Things to Eat in Oltrarno
Oltrarno’s food offerings are as plentiful as any other Florence district, with hearty Tuscan fare. Some high-end restaurants can be found, along with food trucks, sidewalk cafes, and “hole-in-the-wall” eateries that locals swear by. Devoted foodies may also shop in a food market for specialty cheeses to snack on and ingredients for the ultimate home-made Italian feast if they have access to a kitchen. Asparagus and artichoke are among the most popular vegetables on on Oltrarno menu. Pork, beef and small game fowl top the meat choices. Brave diners may want to try tripe, which is popular throughout Florence. Bread is everywhere in Oltrarno, with a seemingly endless variety to sample. The same goes for cheese.
The best place to stroll amid Florentine artisans’ shops is between Via Maggio and Piazza Pitti. Visitors watch violins, books, iron work, handmade shoes, and costume jewelry all being created in this small, walkable area. Woodworkers and sculptors also populate this area, known for its Medieval feel and family-run shops. Mosaics, gilded wooden frames, and marbled paper are yet more special crafts found in Oltrarno. Buying direct from these workshops means paying less plus supporting Oltrarno’s craft community. Such purchases often come with a story to tell back home. This part of Florence has housed skilled artisans for centuries. Some craftspeople still create their wares as their ancestors did while others have put a modern spin on their trade.

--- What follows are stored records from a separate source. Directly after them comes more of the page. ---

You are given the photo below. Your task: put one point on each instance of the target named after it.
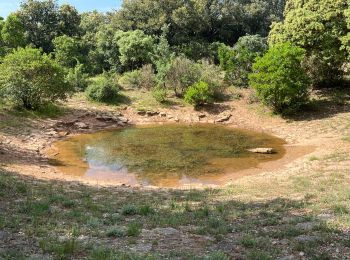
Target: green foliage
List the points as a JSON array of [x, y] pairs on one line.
[[12, 32], [162, 56], [199, 94], [107, 53], [182, 74], [160, 94], [279, 78], [198, 23], [32, 79], [102, 89], [77, 78], [130, 80], [320, 27], [67, 51], [212, 75], [238, 61], [45, 20], [142, 78], [69, 20], [135, 48]]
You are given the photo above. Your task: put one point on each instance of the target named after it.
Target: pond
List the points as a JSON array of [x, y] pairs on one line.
[[164, 155]]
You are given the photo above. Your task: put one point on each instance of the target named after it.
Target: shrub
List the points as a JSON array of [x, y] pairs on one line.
[[160, 94], [279, 78], [130, 80], [238, 61], [182, 74], [199, 94], [77, 78], [32, 79], [142, 78], [212, 75], [102, 89], [147, 77], [321, 28], [66, 51], [135, 48]]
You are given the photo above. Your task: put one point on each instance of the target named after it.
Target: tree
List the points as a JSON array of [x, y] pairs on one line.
[[279, 79], [66, 51], [41, 21], [69, 20], [162, 56], [320, 28], [199, 93], [107, 49], [32, 79], [91, 23], [13, 32], [182, 74], [238, 61], [135, 48], [102, 89]]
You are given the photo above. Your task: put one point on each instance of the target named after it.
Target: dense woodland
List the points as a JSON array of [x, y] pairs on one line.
[[192, 49]]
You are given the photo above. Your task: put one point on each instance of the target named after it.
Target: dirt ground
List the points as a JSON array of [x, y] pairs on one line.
[[294, 208]]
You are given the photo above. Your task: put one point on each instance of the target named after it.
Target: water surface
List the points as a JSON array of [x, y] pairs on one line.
[[164, 155]]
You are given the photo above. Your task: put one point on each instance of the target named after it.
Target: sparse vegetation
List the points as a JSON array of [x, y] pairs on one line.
[[240, 63]]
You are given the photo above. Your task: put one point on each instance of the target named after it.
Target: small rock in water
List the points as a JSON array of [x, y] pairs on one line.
[[223, 117], [81, 125], [262, 150]]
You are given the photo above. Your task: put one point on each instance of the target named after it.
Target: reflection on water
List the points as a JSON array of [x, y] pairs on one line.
[[164, 155]]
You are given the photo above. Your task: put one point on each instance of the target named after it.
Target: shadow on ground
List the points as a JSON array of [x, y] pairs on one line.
[[70, 220], [328, 103]]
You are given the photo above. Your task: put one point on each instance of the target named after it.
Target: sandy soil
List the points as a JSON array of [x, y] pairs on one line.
[[24, 144]]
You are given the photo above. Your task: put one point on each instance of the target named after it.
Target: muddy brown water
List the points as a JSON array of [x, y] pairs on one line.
[[167, 155]]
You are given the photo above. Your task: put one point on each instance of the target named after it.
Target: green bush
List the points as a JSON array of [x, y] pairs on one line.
[[181, 74], [211, 74], [77, 78], [160, 94], [279, 79], [102, 89], [199, 93], [238, 61], [142, 78], [322, 29], [32, 79], [130, 80]]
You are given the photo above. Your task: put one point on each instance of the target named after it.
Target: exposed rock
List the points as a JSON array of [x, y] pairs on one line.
[[63, 133], [123, 120], [305, 238], [287, 257], [3, 235], [166, 231], [262, 150], [307, 226], [223, 117], [141, 112], [152, 113], [52, 133], [81, 125]]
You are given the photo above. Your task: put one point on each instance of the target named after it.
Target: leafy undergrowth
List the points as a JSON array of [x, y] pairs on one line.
[[73, 221]]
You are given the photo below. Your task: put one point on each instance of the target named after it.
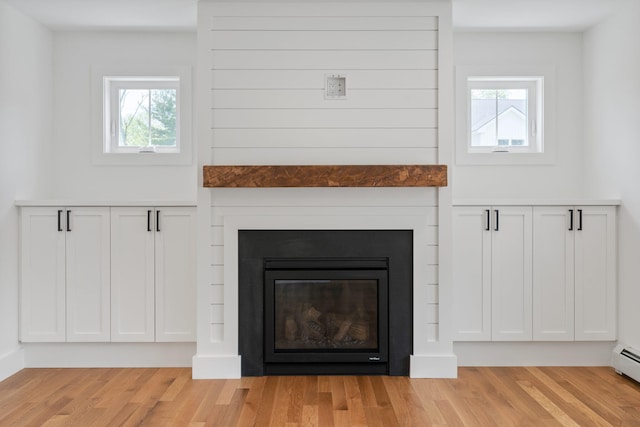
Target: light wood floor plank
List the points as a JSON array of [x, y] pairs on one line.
[[521, 396]]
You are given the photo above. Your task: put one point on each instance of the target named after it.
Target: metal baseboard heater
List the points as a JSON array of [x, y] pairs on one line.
[[626, 360]]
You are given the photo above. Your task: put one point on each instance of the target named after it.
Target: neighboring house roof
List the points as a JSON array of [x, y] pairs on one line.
[[484, 110]]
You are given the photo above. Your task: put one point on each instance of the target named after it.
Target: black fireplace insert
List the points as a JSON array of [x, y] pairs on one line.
[[325, 302], [326, 310]]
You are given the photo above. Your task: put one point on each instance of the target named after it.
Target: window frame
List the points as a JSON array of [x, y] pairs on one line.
[[106, 80], [540, 80], [112, 87]]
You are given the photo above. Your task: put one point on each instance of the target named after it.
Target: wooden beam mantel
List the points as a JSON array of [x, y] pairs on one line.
[[326, 176]]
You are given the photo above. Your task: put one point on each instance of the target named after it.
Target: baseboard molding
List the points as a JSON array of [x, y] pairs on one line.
[[534, 353], [108, 355], [433, 366], [11, 363], [216, 367]]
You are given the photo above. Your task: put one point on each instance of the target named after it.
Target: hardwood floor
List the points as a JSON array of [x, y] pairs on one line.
[[169, 397]]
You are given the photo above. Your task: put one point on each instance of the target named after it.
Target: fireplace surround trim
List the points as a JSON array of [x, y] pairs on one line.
[[432, 356]]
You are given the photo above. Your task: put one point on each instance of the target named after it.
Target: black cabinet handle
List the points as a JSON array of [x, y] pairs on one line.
[[570, 219], [579, 219]]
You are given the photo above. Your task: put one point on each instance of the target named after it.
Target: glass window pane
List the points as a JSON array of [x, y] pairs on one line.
[[483, 117], [163, 117], [134, 117], [512, 116], [498, 116]]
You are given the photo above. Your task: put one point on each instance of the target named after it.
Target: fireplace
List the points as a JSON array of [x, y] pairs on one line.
[[325, 301], [326, 310]]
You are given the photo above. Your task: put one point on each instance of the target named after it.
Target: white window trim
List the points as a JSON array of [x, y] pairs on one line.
[[545, 134], [101, 128]]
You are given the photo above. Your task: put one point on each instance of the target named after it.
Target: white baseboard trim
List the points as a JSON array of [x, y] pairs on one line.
[[109, 355], [11, 363], [215, 367], [433, 366], [534, 353]]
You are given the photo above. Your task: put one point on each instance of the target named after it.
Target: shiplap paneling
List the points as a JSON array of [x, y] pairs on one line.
[[325, 23], [324, 60], [312, 79], [324, 40], [268, 66], [323, 118], [324, 138], [314, 98]]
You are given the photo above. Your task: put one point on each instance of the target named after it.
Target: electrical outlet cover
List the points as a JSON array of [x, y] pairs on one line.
[[335, 87]]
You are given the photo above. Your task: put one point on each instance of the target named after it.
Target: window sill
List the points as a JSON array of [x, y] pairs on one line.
[[138, 159], [504, 158]]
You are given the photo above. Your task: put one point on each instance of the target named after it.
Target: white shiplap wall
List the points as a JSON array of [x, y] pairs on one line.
[[268, 74], [266, 65]]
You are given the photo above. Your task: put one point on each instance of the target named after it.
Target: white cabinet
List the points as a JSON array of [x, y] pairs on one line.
[[492, 273], [511, 281], [595, 273], [553, 273], [471, 274], [64, 274], [574, 273], [153, 274], [543, 273]]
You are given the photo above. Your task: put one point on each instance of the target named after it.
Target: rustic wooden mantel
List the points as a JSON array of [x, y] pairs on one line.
[[326, 176]]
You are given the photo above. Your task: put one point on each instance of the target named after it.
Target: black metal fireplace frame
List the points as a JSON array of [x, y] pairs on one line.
[[255, 246], [372, 269]]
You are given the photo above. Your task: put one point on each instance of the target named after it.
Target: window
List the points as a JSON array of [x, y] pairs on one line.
[[502, 118], [142, 115]]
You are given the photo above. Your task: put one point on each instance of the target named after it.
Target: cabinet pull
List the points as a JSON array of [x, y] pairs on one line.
[[579, 219], [570, 219]]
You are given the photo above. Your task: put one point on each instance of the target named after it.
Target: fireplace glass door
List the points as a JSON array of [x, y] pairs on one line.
[[326, 311]]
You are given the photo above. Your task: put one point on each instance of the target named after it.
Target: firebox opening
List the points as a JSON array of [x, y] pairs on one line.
[[343, 269], [326, 310]]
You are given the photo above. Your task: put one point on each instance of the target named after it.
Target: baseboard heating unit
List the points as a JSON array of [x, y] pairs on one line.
[[626, 360]]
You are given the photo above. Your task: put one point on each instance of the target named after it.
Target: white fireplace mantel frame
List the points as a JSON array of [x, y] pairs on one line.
[[432, 356]]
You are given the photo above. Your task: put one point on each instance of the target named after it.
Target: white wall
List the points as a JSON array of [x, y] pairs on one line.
[[25, 137], [612, 144], [564, 178], [266, 66], [76, 177]]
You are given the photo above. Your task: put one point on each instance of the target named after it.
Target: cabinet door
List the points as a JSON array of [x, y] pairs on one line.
[[595, 283], [471, 274], [511, 276], [132, 274], [88, 274], [553, 273], [42, 270], [175, 274]]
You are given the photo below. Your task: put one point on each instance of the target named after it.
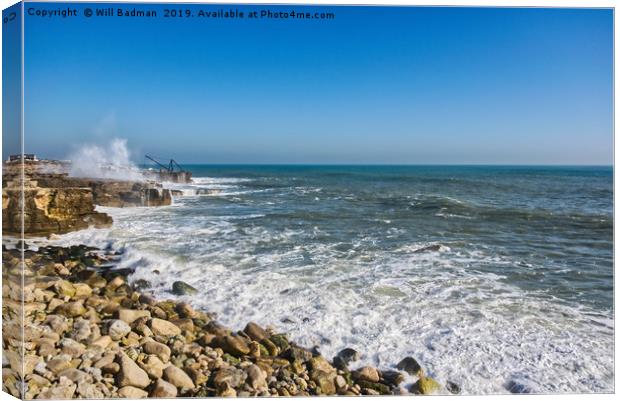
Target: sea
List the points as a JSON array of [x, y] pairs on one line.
[[496, 278]]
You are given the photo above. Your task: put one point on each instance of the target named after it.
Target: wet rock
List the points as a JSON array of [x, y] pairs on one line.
[[297, 353], [379, 388], [163, 389], [164, 328], [367, 373], [517, 388], [409, 365], [256, 377], [255, 332], [82, 291], [280, 341], [178, 378], [392, 377], [425, 385], [130, 374], [453, 387], [141, 284], [325, 381], [182, 288], [185, 310], [429, 248], [349, 355]]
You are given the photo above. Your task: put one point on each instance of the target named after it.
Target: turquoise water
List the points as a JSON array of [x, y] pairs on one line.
[[554, 223], [497, 278]]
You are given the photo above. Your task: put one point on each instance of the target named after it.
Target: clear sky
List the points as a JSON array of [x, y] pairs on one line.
[[374, 85]]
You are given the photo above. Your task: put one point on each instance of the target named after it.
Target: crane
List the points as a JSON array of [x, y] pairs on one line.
[[169, 168]]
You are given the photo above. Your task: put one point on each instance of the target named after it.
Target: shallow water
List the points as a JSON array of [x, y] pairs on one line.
[[517, 289]]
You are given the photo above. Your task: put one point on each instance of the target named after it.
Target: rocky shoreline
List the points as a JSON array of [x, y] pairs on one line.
[[88, 333]]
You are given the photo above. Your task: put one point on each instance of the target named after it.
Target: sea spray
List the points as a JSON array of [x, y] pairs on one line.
[[112, 161]]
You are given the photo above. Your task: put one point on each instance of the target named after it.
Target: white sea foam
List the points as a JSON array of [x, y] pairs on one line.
[[112, 160], [462, 324]]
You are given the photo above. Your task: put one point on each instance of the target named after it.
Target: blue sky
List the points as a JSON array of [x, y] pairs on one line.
[[374, 85]]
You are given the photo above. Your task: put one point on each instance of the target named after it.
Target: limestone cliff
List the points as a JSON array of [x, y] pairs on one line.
[[49, 210]]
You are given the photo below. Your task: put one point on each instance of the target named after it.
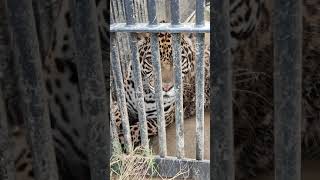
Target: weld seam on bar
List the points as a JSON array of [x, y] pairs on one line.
[[152, 16], [162, 27], [7, 168], [287, 88], [200, 96], [200, 12], [114, 130], [139, 91], [199, 82], [36, 113], [121, 95], [221, 95]]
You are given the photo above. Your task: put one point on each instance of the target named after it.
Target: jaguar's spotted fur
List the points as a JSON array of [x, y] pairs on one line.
[[167, 71]]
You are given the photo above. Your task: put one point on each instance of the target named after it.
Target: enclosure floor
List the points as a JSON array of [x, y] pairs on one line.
[[189, 138]]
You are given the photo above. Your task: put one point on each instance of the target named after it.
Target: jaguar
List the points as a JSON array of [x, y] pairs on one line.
[[252, 49], [188, 64]]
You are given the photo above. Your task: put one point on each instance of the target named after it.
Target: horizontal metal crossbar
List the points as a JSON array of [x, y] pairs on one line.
[[188, 168], [161, 27]]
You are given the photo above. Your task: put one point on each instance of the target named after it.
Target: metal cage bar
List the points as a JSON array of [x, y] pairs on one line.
[[287, 88], [28, 63], [7, 167], [114, 132], [178, 86], [92, 86], [166, 164], [199, 82], [137, 75], [221, 95], [121, 95], [152, 16]]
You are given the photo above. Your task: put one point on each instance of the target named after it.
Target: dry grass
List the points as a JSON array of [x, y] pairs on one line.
[[136, 165]]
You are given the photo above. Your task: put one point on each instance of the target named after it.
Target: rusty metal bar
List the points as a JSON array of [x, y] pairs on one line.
[[28, 63], [121, 95], [199, 82], [152, 15], [161, 27], [222, 166], [287, 88], [7, 168], [178, 86], [137, 76], [92, 86]]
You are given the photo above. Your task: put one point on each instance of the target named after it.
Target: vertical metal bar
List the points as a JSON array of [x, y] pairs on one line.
[[121, 96], [200, 82], [114, 131], [152, 12], [36, 115], [176, 56], [287, 88], [128, 4], [7, 168], [137, 77], [221, 94], [92, 86], [152, 16]]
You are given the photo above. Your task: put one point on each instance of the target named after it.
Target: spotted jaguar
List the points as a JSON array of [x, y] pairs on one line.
[[188, 63], [252, 50]]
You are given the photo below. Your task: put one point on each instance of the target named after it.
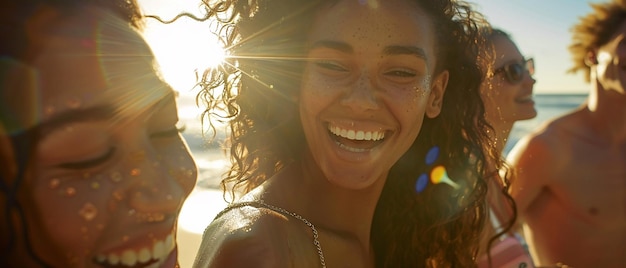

Oltrarno sits in the middle of historic Florence, just across the river from other Florence landmarks like the Museum of Galileo. This city center was named a UNESCO World Heritage Site in 1982 because of its many museums, monuments and ongoing vibrant culture. The Duomo with its vast cathedral and the Uffizi Gallery is also part of Florence’s historic and artistic center.